Hydration: Why It’s Important

As most people know, the human body is mostly made up of water. It just makes sense that we must keep it hydrated. As such, there is a known general rule that one must drink so many cups of water—depending on your size—every day. The average person loses up to 10 cups of water a day (up to 6 cups through urine and up to 4 through breathing, sweating, and bowel movement). So just to keep up with that, the average adult has to drink 8 cups of water a day. This is known as the 8×8 rule (8 ounces of water 8 times in a day).
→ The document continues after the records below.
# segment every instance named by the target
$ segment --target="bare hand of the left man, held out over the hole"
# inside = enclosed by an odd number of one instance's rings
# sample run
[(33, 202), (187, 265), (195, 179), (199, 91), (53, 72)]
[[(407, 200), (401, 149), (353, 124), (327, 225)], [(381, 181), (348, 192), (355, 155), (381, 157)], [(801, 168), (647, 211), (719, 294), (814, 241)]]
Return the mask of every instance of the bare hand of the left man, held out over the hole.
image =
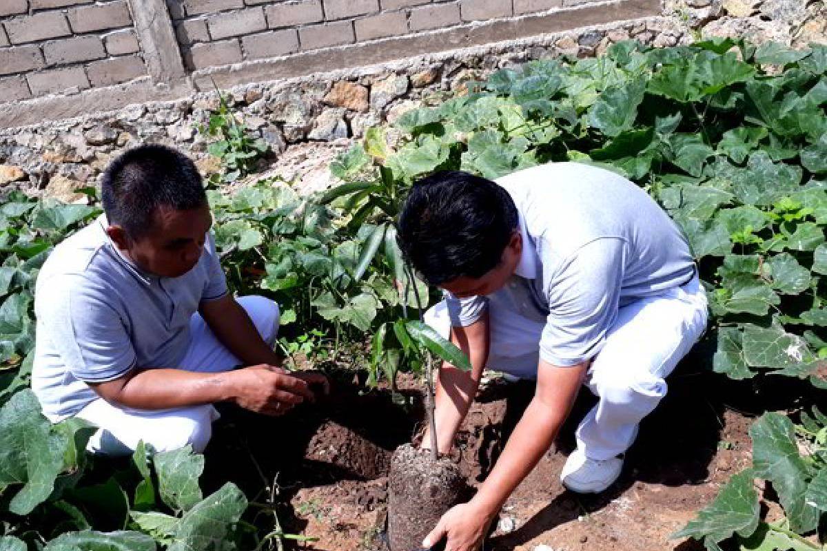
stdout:
[(305, 400), (315, 400), (308, 382), (266, 363), (233, 371), (232, 386), (233, 401), (268, 416), (280, 416)]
When you run, your body needs more water primarily because it has to sweat and breath a lot of it out to keep the body temperature cool. When it doesn’t get enough, several things can happen. I’ll list some of the most common ones below, most of which I’ve peronally experienced:

1. Thirst
2. Dizziness
3. Dark urine (blood in urine)
4. Thirst
5. Lower level of alertness
6. Chills

There are different levels of dehydration. You might hit mild dehydration (2% fluid loss) once in a while, but hitting severe or extreme dehydration isn’t where you want to be, as you can put your life in danger.

Besides failure to hydrate can severely impact your running performance. So drinking is a must, unless you simply want to pass out or don’t care how you’ll perform.

The distances I run range anywhere from three or more miles. I use a hydration belt pack that can hold 2 bottles of water or Gatorade. Each bottle holds 8 to 10 ounces. One bottle suffices for runs below six miles. I use two bottles for anything beyond six miles.

Before running, I take several big gulps of gatorade or water. Then when I run, I take good sips of water at about the one to two mile intervals. This seems to work out for me (weight: 155 lbs., height: 5’7”).